Can Exercise and Dieting Help Osteoporosis?
Why Dieting and Exercise Go Hand in Hand
If you are dieting, you have to keep in mind that exercise is important too. The benefits of proper exercise during dieting don't end at accelerated weight loss and increased muscle mass. Ignoring exercise when dieting can actually be dangerous to your health.
A New Study Brings New Knowledge
A new study in the Archives of Internal Medicine shows that losing weight by exercise alone does not result in bone density loss but losing weight by dieting without exercising does result in bone density loss. This finding is particularly important for women younger than the age of 30. Most increases in bone density occur before a woman reaches the age of 30. Women are more at greater risk for osteoporosis and likewise are more affected by these findings. A man who loses weight through weight loss alone and doesn’t exercise is not going to suffer the same decrease in bone density as a woman will because men are generally at lower risk for osteoporosis then women are.

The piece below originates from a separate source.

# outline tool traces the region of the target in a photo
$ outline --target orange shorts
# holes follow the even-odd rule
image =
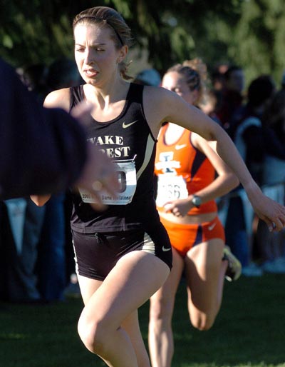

Give Up One Thing, Take On Another
If you are dieting or plan to diet as part of a New Year’s resolution, make sure you try to incorporate exercise into your daily life. You might try brisk walking three or four days a week for thirty minutes at a time. If you feel that you just can’t find time to squeeze in exercise, read our article on getting exercise at work. You will definitely find these tips helpful if you have a very busy schedule.

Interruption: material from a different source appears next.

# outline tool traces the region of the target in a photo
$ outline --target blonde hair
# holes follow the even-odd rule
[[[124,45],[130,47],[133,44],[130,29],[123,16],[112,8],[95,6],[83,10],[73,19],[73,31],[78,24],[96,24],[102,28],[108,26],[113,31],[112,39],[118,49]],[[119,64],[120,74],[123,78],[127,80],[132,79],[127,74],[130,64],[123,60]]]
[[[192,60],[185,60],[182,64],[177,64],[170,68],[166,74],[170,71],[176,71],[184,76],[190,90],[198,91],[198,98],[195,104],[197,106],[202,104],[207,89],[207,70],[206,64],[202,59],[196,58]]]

Reduce Calories, Not Calcium
Make sure that when you do diet, you get enough servings of calcium. The RDA, or Recommended Dietary Allowance, for calcium for females ages 11-24 is 1,200 mg and 800 mg for women over age 25. The calcium recommendation for men over the age of 19 is also 800 mg. As you can see, men have somewhat lower calcium needs because they have a lower risk for osteoporosis. Getting enough calcium while dieting is very important so pay attention to your intake of this nutrient.